Nascent technology platforms have changed the way businesses operate, governments legislate and individuals relate. With digital tools like cell phones, the internet, e-commerce, and social media, there has been an explosion in the supply of data of all kinds. Big data, as it is called, is being collected, analyzed, and processed by businesses and shared with other companies. The wealth of information provided by big data has enabled companies to gain insight into how to better interact with customers. However, the emergence of big data has also increased the number of data breaches and cyberattacks by entities who realize the value of this information. This has raised concerns over how companies handle the sensitive information of their consumers. Regulatory bodies are seeking new laws to protect the data of consumers, while users are looking for more anonymous ways to stay digital.

Sensitive vs. Non-Sensitive PII

Personally identifiable information (PII) can be sensitive or non-sensitive. Sensitive personal information includes stats like full name, Social Security Number (SSN), driver’s license, mailing address, credit card information, passport information and financial information. This is by no means an exhaustive list of what makes up PII. Companies that share data about their clients normally use anonymization techniques to encrypt and obfuscate the PII so it is received in a non-personally identifiable form. An insurance company that shares its clients’ information with a marketing company will mask the sensitive PII included in the data and leave only information related to the marketing company’s goal.

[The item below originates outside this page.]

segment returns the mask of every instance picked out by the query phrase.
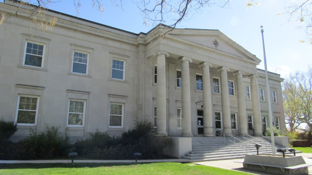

Non-sensitive or indirect PII is easily accessible from sources like phonebooks, the internet and corporate directories. Zip code, race, gender, date of birth are all quasi-identifiers and examples of non-sensitive information that can be released to the public. This type of information cannot be used alone to determine an individual’s identity. Non-sensitive information, although not delicate, is linkable. This means that non-sensitive data, when used with other personal linkable information, can reveal the identity of an individual. De-anonymization and re-identification techniques tend to be successful when multiple sets of quasi-identifiers are pieced together and can be used to distinguish one person from another.

Safeguarding PII

Several data protection laws have been adopted by various countries in order to create guidelines for companies that gather, store, and share personal information of clients. Some of the basic principles outlined by these laws state that some sensitive information need not be collected unless for extreme situations; data should be deleted if no longer needed for stated purpose; and personal information should not be shared with sources that cannot guarantee its protection.

Cybercriminals breach data systems to access PII, which is then sold to willing buyers in underground digital marketplaces. For example, in 2015 the IRS suffered a data breach leading to the theft of more than a hundred thousand taxpayers’ PII. Using quasi-information stolen from multiple sources, the perpetrators were able to access an IRS website application by answering personal verification questions that should have been privy to the taxpayers only.

PII Around the World

The definition of what comprises PII differs depending on which part of the world you're in. In the United States, the government defined "personally identifiable" in 2007 as anything that can "be used to distinguish or trace an individual's identity" such as name, SSN, biometrics information — either alone or with other identifiers such as date of birth, or place of birth. 

In the EU, the definition expands to include quasi-identifiers. These data sets will become subject to the General Data Protection Regulation (GDPR) that comes into effect in May 2018.